Desde que decidió arrancar en el lejano 2022 su sucesión presidencial, el presidente no se ha cansado de violar el principio básico de cualquier elección democrática, que es la equidad
ANA FRANCISCA VEGA / EL PAÍS
Hace un par de días el presidente López Obrador usó el micrófono de la mañanera para hablar sobre un posible golpe de Estado en México, en esta ocasión, orquestado desde el Poder Judicial. No es la primera vez que lo hace. La consultora SPIN de Luis Estrada, que ha hecho un meticuloso seguimiento de todas las conferencias de prensa del presidente, desde el arranque de su sexenio, ha documentado 167 ocasiones en las que López Obrador se ha referido a la posibilidad de que en el país ocurra un golpe de Estado en su contra. El enemigo es siempre el mismo, aunque vestido del estilo y color que convenga ese día: medios de comunicación corruptos, oligarcas conservadores, empresarios que buscan recuperar sus privilegios, organizaciones hipócritas y manipuladoras.
En esta ocasión, la amenaza viene de jueces y magistrados, acusa el presidente en una mañanera. La oposición, dice, a través del Tribunal Electoral del Poder Judicial de la Federación, órgano encargado de calificar las elecciones del próximo 2 de junio, está buscando promover un “golpe de Estado técnico”, un “golpe de Estado desde los tribunales”. Se queja el presidente de la ley, que él mismo impulsó, porque le ordena no hablar sobre las elecciones: “Con la amenaza de que van a levantar un listado de todas las supuestas infracciones que yo cometa, para darle valor o utilizarlas las infracciones en el momento de la calificación de la elección”.
La nueva acusación de López Obrador prenderá entre sus seguidores ―siempre dispuestos a defender al presidente-víctima― y será repetida ad nauseam durante la campaña electoral. Su candidata rápidamente ya comenzó a hacerlo.
Sin embargo, a estas alturas del sexenio ―y francamente de su carrera pública― se vuelve cansada la historia del político-víctima y del político-a-mí-no-me-vengan-con que-la-ley-es-la-ley. Desde que él decidió arrancar en el lejano 2022 de forma adelantadísima su sucesión presidencial jugando con nombres de los posibles aspirantes en su conferencia ―a los que después llamó “corcholatas”― el presidente no se ha cansado de violar el principio básico de cualquier elección en una democracia funcional, que es la equidad. Qué bien que el Tribunal se lo recuerde las veces que sea necesaria, aunque se enoje; qué bien escuchar de su presidenta que los magistrados serán imparciales y calificarán la elección tomando en cuenta el contexto y sus resultados. México necesita instituciones electorales fuertes y autónomas.

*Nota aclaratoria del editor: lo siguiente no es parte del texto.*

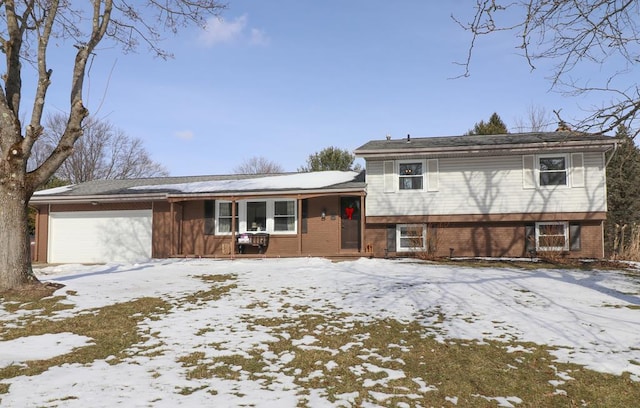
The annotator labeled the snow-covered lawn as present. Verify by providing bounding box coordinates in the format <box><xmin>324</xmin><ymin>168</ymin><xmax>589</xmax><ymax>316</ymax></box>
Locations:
<box><xmin>0</xmin><ymin>258</ymin><xmax>640</xmax><ymax>407</ymax></box>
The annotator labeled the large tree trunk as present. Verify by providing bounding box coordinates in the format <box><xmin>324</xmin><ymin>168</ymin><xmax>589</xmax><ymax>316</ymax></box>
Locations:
<box><xmin>0</xmin><ymin>183</ymin><xmax>37</xmax><ymax>291</ymax></box>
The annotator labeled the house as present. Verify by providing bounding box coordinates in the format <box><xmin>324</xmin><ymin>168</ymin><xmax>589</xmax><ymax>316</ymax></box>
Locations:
<box><xmin>30</xmin><ymin>131</ymin><xmax>617</xmax><ymax>263</ymax></box>
<box><xmin>355</xmin><ymin>131</ymin><xmax>616</xmax><ymax>258</ymax></box>
<box><xmin>30</xmin><ymin>171</ymin><xmax>365</xmax><ymax>263</ymax></box>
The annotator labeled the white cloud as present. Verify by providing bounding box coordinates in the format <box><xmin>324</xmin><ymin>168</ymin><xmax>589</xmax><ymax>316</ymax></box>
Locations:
<box><xmin>175</xmin><ymin>130</ymin><xmax>193</xmax><ymax>140</ymax></box>
<box><xmin>199</xmin><ymin>14</ymin><xmax>269</xmax><ymax>47</ymax></box>
<box><xmin>249</xmin><ymin>28</ymin><xmax>269</xmax><ymax>45</ymax></box>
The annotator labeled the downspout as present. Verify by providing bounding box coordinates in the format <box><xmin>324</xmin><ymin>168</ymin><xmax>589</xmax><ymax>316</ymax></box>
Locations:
<box><xmin>600</xmin><ymin>142</ymin><xmax>618</xmax><ymax>259</ymax></box>
<box><xmin>29</xmin><ymin>207</ymin><xmax>40</xmax><ymax>262</ymax></box>
<box><xmin>604</xmin><ymin>142</ymin><xmax>618</xmax><ymax>169</ymax></box>
<box><xmin>360</xmin><ymin>193</ymin><xmax>366</xmax><ymax>253</ymax></box>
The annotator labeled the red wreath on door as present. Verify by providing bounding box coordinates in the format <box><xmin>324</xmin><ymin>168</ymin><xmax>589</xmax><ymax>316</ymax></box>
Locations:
<box><xmin>344</xmin><ymin>207</ymin><xmax>353</xmax><ymax>220</ymax></box>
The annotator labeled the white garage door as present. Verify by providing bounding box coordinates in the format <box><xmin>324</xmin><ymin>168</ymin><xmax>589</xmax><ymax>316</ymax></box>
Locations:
<box><xmin>48</xmin><ymin>210</ymin><xmax>152</xmax><ymax>263</ymax></box>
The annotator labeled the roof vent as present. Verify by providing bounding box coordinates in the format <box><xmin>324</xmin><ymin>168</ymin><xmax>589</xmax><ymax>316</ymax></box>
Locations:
<box><xmin>556</xmin><ymin>120</ymin><xmax>571</xmax><ymax>132</ymax></box>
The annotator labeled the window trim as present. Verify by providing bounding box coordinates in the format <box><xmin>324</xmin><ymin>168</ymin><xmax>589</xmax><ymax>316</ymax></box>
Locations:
<box><xmin>535</xmin><ymin>221</ymin><xmax>569</xmax><ymax>252</ymax></box>
<box><xmin>219</xmin><ymin>200</ymin><xmax>240</xmax><ymax>235</ymax></box>
<box><xmin>215</xmin><ymin>197</ymin><xmax>298</xmax><ymax>236</ymax></box>
<box><xmin>396</xmin><ymin>224</ymin><xmax>427</xmax><ymax>252</ymax></box>
<box><xmin>535</xmin><ymin>153</ymin><xmax>571</xmax><ymax>188</ymax></box>
<box><xmin>395</xmin><ymin>159</ymin><xmax>427</xmax><ymax>191</ymax></box>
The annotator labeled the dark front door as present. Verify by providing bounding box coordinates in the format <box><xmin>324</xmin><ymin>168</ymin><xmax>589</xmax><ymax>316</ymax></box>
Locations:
<box><xmin>340</xmin><ymin>197</ymin><xmax>361</xmax><ymax>251</ymax></box>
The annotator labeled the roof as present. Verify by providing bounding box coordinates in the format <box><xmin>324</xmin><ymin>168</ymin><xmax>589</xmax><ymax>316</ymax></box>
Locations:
<box><xmin>31</xmin><ymin>171</ymin><xmax>365</xmax><ymax>204</ymax></box>
<box><xmin>355</xmin><ymin>131</ymin><xmax>617</xmax><ymax>158</ymax></box>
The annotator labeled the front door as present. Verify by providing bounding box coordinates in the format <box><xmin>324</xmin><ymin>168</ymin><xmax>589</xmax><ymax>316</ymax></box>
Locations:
<box><xmin>340</xmin><ymin>197</ymin><xmax>361</xmax><ymax>251</ymax></box>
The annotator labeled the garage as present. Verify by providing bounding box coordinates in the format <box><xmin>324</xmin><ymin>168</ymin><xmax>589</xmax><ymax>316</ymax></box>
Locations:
<box><xmin>47</xmin><ymin>209</ymin><xmax>152</xmax><ymax>263</ymax></box>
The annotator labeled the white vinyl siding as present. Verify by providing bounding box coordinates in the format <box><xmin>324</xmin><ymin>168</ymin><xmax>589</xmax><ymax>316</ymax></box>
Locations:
<box><xmin>366</xmin><ymin>152</ymin><xmax>606</xmax><ymax>216</ymax></box>
<box><xmin>47</xmin><ymin>210</ymin><xmax>152</xmax><ymax>263</ymax></box>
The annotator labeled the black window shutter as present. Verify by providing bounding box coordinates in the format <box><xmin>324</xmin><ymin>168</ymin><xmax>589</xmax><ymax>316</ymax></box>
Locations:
<box><xmin>524</xmin><ymin>224</ymin><xmax>536</xmax><ymax>254</ymax></box>
<box><xmin>569</xmin><ymin>224</ymin><xmax>580</xmax><ymax>251</ymax></box>
<box><xmin>387</xmin><ymin>224</ymin><xmax>396</xmax><ymax>252</ymax></box>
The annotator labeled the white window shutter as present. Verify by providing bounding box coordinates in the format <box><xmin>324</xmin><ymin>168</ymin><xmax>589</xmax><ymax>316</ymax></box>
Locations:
<box><xmin>571</xmin><ymin>153</ymin><xmax>584</xmax><ymax>187</ymax></box>
<box><xmin>427</xmin><ymin>159</ymin><xmax>439</xmax><ymax>191</ymax></box>
<box><xmin>522</xmin><ymin>155</ymin><xmax>536</xmax><ymax>188</ymax></box>
<box><xmin>383</xmin><ymin>160</ymin><xmax>396</xmax><ymax>193</ymax></box>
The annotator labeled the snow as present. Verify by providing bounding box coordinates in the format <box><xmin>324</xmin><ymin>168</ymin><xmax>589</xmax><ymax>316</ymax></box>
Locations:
<box><xmin>132</xmin><ymin>171</ymin><xmax>358</xmax><ymax>193</ymax></box>
<box><xmin>33</xmin><ymin>184</ymin><xmax>75</xmax><ymax>195</ymax></box>
<box><xmin>0</xmin><ymin>258</ymin><xmax>640</xmax><ymax>407</ymax></box>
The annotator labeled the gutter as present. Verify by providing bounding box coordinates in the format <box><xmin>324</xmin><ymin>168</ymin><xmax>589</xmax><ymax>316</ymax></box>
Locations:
<box><xmin>604</xmin><ymin>142</ymin><xmax>619</xmax><ymax>168</ymax></box>
<box><xmin>29</xmin><ymin>187</ymin><xmax>366</xmax><ymax>205</ymax></box>
<box><xmin>354</xmin><ymin>141</ymin><xmax>616</xmax><ymax>158</ymax></box>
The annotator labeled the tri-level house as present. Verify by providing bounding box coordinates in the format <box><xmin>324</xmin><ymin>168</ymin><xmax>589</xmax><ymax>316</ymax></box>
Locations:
<box><xmin>355</xmin><ymin>131</ymin><xmax>616</xmax><ymax>258</ymax></box>
<box><xmin>30</xmin><ymin>132</ymin><xmax>616</xmax><ymax>263</ymax></box>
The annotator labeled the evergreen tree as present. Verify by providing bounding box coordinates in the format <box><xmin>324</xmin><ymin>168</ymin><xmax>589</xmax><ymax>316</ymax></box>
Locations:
<box><xmin>605</xmin><ymin>125</ymin><xmax>640</xmax><ymax>255</ymax></box>
<box><xmin>298</xmin><ymin>146</ymin><xmax>362</xmax><ymax>172</ymax></box>
<box><xmin>465</xmin><ymin>112</ymin><xmax>509</xmax><ymax>135</ymax></box>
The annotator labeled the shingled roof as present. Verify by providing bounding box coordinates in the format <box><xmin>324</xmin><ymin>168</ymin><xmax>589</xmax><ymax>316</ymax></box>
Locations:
<box><xmin>31</xmin><ymin>171</ymin><xmax>365</xmax><ymax>203</ymax></box>
<box><xmin>354</xmin><ymin>131</ymin><xmax>616</xmax><ymax>158</ymax></box>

Esta semana el analista José Antonio Crespo proponía en su columna en El Universal un análisis de cuatro escenarios posibles basados en dos variables básicas: quién gana la elección y por cuánto; Claudia Sheinbaum por amplio margen, Claudia Sheinbaum por margen estrecho (3% o menos), Xóchitl Gálvez por amplio margen o Xóchitl Gálvez por 3% o menos. El esquema es útil para pensar en los posibles escenarios postelectorales y su eventual nivel de conflictividad, pero también para revelar por qué el presidente quiere sembrar la idea de un fraude electoral, golpe de Estado técnico o como se le ocurra llamarlo en los próximos dos meses.
Debe quedar claro que la idea de un golpe de Estado técnico le sirve al presidente solo en el escenario de una elección que se cierra entre su candidata y la opositora Xóchitl Gálvez. Si hoy López Obrador usa esa carta es porque hay algo en su plan que parece no ajustarse a lo planificado. Por ello pone en tela de juicio la autonomía y buen trabajo del sistema electoral mexicano, como lo ha hecho ya en el pasado. Haciéndolo no solo abre un camino para no reconocer un eventual triunfo de la candidata de oposición, sino que abre una vía para seguir interviniendo y manipulando el proceso electoral y las decisiones de los integrantes de las instituciones que componen el sistema.
Si, por otro lado, el presidente López Obrador piensa que su candidata está haciendo una campaña espectacular y que, con su ayuda y la de los gobernadores morenistas, va a arrasar en las elecciones, ¿por qué hablar sobre un golpe en su contra? ¿Para debilitar aún más a las ya de por sí golpeadas instituciones electorales? ¿Para tratar de eliminar el margen de acción de la oposición que, sin duda, impugnará el proceso? Cualquiera que sea su razón, es injustificada y la peor de las señales del que se exhibe como todo, menos demócrata.